After pious leftist orthodoxy is mocked by several comedians at the Edinburgh fringe, po-faced Guardianistas suddenly decide that comedy is too divisive
The Guardian is up in arms because several stand-up comedians performing at this year’s Edinburgh Festival fringe have dared to include material poking gentle fun at the Left’s growing elitism and obsession with identity politics in their routines.
Comedy critic Brian Logan wails:
Identity politics has gone too far. PC has gone mad. These aren’t unfashionable opinions: they’re practically mainstream. What’s new in fringe comedy is that we’re now hearing it from leftwing comics. That’s both a fascinating phenomenon, and a troublesome one. Fascinating because there may be some truth in these propositions, and the left needs to interrogate them. Troublesome because standup doesn’t always favour nuance and fine margins, and one or two of these leftwing comedians – whether they’re mocking champagne socialists, rehabilitating slavery or defending the Iraq war – can start to sound (accidentally or on purpose) pretty rightwing.
Dear God. Jokes made at the expense of leftist orthodoxy are insufficiently nuanced, and therefore fail to reinforce the point that left-wing groupthink is actually correct and inviolable? The horror!
Arousing the particular ire of Brian Logan is standup comedian Fin Taylor, who receives this cool response to his routine:
It begins with Taylor recalling his resolution to give up being leftwing for January; to stop, in other words, “being a whiney little bitch”. Leftwing people, he goes on, are dismissive, pedantic and smug. Labour has been captured by the middle classes, who can afford to be blase about actually winning. Virtue signalling is their (our?) obsession, alongside political correctness, which “is about demonising and shaming people”. You’ve probably already identified the problem with all this – as an argument, if not as comedy. In short, Taylor’s screed is a carnival of generalisations and misrepresentations. Again and again, he alights on legitimate arguments, then comes at them from the most extreme or crude available position. It’s fair enough to mock Stoke Newington’s (hipster, “ethical living”) local economy, but to argue that those communities “don’t know what reality is”, or that their lifestyles “aren’t making the world better, just making it worse in a different way”? Not so much. Likewise, the left’s lack of clarity on Islamic fundamentalism – that’s fair game, but Taylor’s assertion that “white liberals don’t want to criticise Saudi Arabia” is nonsense.
Another left-wing “apostate” (Brian Logan’s word, not mine) comedian, Andrew Doyle, is also called out for failing to cast leftist thinking in a sufficiently positive light:
I have seen Andrew Doyle at the Stand, whose show describes – with as easy a recourse to generalisation as Taylor’s – his post-Brexit falling out with all his liberal friends. Again, the bogeyman is the middle-class lefty, caricatured as ever as a privately educated, quinoa-guzzling exile from reality. Against them, Doyle claims – via a working-class grandad, seemingly – a hotline to the common man, whom the left now hates.

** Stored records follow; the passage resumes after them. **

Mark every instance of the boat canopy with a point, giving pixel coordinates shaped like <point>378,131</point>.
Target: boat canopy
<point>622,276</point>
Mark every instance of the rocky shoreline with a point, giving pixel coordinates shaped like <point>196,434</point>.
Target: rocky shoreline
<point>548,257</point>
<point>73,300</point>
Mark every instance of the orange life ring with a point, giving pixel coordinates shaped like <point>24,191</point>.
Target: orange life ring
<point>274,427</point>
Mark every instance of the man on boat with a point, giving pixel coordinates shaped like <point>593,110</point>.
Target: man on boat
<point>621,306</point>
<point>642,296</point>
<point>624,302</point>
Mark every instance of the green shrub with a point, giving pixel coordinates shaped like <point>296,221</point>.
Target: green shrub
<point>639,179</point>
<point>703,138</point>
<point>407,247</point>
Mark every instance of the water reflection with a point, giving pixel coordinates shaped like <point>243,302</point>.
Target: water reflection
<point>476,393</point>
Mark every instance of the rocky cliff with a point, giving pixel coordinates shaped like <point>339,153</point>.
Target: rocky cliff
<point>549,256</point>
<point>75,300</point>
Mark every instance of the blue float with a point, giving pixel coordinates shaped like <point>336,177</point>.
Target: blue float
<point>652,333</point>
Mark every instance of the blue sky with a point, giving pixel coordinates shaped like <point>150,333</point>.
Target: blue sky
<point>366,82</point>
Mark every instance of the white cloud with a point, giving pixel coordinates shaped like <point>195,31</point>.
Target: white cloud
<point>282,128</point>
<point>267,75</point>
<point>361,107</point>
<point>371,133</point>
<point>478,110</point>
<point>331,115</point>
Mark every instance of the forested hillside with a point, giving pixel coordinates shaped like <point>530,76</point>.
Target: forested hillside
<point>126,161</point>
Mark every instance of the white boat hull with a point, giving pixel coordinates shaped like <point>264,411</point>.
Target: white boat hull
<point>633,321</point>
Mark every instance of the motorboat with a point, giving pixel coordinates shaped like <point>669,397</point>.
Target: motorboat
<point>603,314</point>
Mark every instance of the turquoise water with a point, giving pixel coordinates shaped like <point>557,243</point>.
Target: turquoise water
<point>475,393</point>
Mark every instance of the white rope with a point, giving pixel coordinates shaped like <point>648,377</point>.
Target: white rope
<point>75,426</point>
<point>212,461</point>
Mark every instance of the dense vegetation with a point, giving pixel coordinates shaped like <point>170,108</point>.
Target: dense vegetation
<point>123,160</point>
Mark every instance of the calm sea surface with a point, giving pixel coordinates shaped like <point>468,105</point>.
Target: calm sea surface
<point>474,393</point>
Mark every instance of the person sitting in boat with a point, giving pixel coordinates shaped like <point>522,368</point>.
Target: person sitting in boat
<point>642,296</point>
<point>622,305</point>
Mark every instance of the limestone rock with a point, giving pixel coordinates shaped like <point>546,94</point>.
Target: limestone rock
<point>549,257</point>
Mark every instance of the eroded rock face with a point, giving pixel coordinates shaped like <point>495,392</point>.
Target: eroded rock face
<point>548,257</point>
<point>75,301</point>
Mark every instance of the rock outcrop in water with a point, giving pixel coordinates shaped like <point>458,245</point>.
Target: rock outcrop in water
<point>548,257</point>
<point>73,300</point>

Logan frets about whether “these shows are … starting the conversation” that needs to be had – because comedy can’t just be comedy, it has to be a vehicle for social change and browbeating people into accepting one’s own political views.
And he closes his review by plaintively asking “whether, in these antagonistic, divisive times, we really need this kind of divisive, antagonistic comedy”. Yes, heaven forfend that comedians do anything to demonise people or be divisive. We certainly wouldn’t want that, would we? Except that it was apparently just fine when nearly every British comedian from Frankie Boyle to Russell Howard eagerly divided the country into decent moral (left-wing) people and evil (far right-wing) eurosceptics.
No, the only kind of division that leftist Guardianistas can’t stand is the kind which places them anywhere but first place on the podium of wisdom and moral virtue. They happily threw nuance out of the window and chuckled along when their favourite leftist comedians mocked, misrepresented and demonised conservatism and Brexit, but having dished it out in such generous portions they seem unable to take even the smallest amount of similar treatment in return.
How awful that they are now experiencing what it feels like to have their own dearly-held political beliefs less than lovingly, accurately and sympathetically treated by comedians. Conservatives and Brexiteers certainly couldn’t possibly begin to imagine how that feels. Could we?